A mile-long spectacularly angular natural rock “sculpture” had been a spiritual symbol within view of her family’s Hardy Creek property every season since they acquired it in 1972. Unbeknownst to the Hutchinson’s was that Meriwether Lewis named it Tower Rock and also Pine Island Rapids in the Missouri River below it in July of 1805. It took five years wrangling with the Montana Department of Transportation—first convicting one director not to sell it inadvertently and then the next not to do so on purpose—before Tower Rock was supposedly safe for public access as a state park. It was “the point where the Missouri River first enters

the Rocky Mountains,” according to Capt. Lewis. From the Hutchinson residence, in fact, It is only 30 miles “as the crow flies” to the Continental Divide.

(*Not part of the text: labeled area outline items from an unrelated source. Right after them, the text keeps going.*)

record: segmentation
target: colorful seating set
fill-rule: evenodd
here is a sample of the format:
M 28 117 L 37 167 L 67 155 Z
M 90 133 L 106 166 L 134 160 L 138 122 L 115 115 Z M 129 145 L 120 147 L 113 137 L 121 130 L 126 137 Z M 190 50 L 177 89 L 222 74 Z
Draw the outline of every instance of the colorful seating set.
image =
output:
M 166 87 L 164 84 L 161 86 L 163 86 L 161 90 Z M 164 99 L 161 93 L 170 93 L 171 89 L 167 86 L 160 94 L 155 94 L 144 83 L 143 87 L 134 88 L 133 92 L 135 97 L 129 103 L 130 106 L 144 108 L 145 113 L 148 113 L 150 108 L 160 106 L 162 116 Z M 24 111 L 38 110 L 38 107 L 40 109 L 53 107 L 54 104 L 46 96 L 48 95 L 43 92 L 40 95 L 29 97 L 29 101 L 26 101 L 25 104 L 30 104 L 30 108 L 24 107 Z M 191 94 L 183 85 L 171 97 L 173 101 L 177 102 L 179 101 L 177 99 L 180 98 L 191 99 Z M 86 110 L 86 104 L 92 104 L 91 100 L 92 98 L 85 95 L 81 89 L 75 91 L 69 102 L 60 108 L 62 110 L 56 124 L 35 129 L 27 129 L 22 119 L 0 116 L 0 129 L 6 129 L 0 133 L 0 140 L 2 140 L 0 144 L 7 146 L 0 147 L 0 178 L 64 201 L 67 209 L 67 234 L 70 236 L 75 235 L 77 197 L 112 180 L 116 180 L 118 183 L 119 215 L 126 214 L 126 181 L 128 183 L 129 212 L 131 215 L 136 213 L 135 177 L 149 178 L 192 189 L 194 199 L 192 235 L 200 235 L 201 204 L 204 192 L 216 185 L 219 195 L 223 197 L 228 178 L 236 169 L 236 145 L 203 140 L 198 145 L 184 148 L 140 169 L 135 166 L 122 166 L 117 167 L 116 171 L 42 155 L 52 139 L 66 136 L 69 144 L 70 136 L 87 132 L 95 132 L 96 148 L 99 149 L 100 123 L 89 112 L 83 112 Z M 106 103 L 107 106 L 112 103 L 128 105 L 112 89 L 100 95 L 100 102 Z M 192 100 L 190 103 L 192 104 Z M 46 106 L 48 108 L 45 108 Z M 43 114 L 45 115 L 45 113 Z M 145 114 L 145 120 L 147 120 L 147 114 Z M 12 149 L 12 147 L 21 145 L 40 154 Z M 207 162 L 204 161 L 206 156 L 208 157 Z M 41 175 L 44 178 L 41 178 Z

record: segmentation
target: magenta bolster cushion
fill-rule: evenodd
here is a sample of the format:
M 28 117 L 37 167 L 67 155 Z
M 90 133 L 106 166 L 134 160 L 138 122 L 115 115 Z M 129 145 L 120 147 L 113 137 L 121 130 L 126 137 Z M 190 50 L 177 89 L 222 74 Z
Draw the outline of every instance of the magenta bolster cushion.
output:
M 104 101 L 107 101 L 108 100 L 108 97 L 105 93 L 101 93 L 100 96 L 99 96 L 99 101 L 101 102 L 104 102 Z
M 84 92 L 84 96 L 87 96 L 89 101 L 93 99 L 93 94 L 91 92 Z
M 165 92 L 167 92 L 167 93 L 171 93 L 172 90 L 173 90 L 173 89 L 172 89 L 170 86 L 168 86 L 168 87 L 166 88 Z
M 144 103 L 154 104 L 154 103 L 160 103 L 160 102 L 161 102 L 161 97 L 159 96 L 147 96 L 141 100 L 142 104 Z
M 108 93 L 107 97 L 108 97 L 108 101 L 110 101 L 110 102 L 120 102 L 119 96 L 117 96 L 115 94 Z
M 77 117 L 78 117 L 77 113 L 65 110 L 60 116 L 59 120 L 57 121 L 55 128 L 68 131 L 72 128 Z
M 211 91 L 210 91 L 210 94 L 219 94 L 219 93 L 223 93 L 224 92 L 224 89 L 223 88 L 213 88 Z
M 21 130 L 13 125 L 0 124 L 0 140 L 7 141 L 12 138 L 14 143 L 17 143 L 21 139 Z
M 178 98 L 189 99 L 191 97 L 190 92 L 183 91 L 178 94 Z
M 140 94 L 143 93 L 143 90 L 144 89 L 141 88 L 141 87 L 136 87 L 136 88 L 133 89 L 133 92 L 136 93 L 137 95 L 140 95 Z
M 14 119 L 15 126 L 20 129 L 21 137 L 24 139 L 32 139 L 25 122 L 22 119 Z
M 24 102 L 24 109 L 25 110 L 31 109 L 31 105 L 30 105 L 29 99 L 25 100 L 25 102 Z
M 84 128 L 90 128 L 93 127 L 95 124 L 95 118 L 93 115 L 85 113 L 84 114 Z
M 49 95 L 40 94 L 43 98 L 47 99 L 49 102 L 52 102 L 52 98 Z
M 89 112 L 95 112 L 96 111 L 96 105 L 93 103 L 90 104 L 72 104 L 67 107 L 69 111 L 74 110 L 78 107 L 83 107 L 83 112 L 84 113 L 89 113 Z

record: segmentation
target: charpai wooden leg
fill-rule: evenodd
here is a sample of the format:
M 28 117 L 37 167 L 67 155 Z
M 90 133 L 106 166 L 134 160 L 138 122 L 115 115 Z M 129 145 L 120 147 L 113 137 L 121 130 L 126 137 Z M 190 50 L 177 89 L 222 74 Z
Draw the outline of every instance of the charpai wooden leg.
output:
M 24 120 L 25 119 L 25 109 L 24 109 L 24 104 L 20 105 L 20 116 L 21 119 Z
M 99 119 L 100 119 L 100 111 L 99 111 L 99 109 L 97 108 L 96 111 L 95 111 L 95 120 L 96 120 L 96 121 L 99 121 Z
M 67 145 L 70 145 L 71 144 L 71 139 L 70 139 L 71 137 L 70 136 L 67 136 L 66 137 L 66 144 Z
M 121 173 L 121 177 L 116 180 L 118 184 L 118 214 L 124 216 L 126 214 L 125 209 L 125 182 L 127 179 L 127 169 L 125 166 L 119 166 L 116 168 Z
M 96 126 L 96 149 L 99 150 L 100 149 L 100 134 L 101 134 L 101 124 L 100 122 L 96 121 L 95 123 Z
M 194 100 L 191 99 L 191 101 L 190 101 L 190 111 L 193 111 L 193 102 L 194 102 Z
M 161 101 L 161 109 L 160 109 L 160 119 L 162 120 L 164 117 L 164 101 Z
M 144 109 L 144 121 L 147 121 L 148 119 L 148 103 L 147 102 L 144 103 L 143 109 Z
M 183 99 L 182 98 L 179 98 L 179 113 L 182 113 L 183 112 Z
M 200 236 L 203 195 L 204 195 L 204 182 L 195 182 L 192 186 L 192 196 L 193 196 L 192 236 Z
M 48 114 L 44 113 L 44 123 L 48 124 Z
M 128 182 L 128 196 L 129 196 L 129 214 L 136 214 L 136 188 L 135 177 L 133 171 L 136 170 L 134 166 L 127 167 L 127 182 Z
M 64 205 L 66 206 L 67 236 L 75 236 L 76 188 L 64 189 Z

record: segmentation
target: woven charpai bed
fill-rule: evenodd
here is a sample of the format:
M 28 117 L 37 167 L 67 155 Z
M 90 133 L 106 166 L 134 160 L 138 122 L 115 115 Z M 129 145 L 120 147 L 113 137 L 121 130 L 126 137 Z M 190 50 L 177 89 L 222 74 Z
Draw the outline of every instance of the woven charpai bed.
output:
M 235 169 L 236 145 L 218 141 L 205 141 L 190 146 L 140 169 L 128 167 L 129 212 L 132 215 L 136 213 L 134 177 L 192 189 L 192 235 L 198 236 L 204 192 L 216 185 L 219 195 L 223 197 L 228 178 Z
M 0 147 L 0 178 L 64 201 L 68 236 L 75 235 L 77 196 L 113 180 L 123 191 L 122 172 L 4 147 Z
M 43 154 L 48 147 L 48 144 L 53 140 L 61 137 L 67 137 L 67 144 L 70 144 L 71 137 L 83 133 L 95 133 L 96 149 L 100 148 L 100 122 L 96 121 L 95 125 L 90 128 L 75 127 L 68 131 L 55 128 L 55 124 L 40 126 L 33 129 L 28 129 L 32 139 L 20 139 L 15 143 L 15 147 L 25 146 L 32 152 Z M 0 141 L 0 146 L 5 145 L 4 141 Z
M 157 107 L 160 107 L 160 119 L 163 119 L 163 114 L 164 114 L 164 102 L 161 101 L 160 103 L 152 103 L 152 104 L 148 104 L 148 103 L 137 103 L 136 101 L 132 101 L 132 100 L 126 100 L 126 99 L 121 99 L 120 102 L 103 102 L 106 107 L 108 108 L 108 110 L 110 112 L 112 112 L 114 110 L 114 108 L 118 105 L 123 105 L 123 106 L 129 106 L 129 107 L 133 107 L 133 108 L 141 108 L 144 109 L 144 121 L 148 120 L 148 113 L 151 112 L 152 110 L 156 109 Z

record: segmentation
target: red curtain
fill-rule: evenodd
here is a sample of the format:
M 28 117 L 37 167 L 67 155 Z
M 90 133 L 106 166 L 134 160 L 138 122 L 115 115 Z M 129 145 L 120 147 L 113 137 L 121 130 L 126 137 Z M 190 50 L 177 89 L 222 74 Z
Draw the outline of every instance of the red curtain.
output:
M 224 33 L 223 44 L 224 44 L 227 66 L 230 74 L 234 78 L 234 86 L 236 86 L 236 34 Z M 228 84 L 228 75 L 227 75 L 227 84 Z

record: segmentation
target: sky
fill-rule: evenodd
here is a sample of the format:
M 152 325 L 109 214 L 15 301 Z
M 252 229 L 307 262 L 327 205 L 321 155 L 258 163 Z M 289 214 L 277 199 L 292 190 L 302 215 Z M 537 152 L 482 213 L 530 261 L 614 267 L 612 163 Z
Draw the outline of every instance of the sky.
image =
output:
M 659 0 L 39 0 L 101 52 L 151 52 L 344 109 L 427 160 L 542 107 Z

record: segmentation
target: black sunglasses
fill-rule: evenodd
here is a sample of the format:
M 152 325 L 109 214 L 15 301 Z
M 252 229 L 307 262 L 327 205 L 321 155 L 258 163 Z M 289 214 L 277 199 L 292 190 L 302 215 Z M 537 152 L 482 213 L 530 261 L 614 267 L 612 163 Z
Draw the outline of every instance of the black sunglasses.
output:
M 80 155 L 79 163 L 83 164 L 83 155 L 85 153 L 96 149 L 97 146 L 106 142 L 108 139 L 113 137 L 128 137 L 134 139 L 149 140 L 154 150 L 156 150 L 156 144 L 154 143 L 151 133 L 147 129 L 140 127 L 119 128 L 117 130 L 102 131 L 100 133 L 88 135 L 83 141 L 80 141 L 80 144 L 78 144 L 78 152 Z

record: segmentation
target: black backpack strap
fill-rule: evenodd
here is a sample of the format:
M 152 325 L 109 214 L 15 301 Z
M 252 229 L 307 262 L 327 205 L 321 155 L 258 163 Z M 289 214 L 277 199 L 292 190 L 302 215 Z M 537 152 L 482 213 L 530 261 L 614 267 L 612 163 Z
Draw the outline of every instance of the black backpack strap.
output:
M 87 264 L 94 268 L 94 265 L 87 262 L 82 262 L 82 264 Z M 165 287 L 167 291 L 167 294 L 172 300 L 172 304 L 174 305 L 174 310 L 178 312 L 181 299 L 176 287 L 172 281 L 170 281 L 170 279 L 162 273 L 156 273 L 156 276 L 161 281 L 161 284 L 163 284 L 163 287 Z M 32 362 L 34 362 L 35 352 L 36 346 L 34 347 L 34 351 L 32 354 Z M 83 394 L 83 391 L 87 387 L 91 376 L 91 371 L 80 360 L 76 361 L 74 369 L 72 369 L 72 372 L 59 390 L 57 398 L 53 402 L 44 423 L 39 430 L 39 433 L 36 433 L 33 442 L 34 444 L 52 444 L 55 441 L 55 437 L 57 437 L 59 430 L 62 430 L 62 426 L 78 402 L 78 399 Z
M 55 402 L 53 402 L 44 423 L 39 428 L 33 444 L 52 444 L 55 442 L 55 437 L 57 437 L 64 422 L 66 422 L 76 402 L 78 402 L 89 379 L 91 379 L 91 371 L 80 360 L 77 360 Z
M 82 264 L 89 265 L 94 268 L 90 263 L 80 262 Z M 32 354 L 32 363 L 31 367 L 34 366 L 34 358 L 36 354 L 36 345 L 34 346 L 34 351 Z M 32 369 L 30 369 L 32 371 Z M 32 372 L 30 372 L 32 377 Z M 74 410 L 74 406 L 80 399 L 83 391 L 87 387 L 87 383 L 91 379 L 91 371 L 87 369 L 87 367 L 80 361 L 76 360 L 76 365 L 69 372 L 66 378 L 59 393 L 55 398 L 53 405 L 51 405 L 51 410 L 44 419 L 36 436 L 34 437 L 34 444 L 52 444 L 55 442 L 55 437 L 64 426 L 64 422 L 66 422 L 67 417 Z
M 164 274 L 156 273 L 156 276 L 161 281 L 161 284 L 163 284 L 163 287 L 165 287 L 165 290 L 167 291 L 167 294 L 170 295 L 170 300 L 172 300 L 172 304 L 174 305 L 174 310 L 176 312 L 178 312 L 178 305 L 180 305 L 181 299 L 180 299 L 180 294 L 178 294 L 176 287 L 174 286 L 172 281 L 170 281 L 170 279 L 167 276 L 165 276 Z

In retirement on Hardy Creek, Cheryl served for three years as a Co-President of the Dearborn Garden Club and as Vice President of Joe’s Trail Board of Directors. She helped initiate the updating of Mountains and Meadows, covering local history in the Cascade vicinity. She was a charter member and elected president of the Reaching The Rockies Chapter of the Lewis and Clark National Heritage Trail Foundation.

A 43-year running streak of revisiting Glacier was interrupted only in 2015 when she suffered from hydrocephalus which caused a broken hip and brain surgery for a shunt, then in 2016 she had an unrelated stroke that caused her left limbs to go lame. Cheryl considered herself blessed, thankful that her mental faculties were not affected; she feared she would simply succumb from a severe case of Trumpitis.

Cheryl loved camping and cooking, big band and jazz music, piano bars and dancing, gardening and floating the Missouri on the USS MOM, ethnic foods and the mere idea of belonging to the Sisters of Perpetual Indulgence. Cheryl will be greatly missed by her friends and the State of Montana that she served so well. Cheryl suggested any donations in her memory be directed to the Montana Free Press.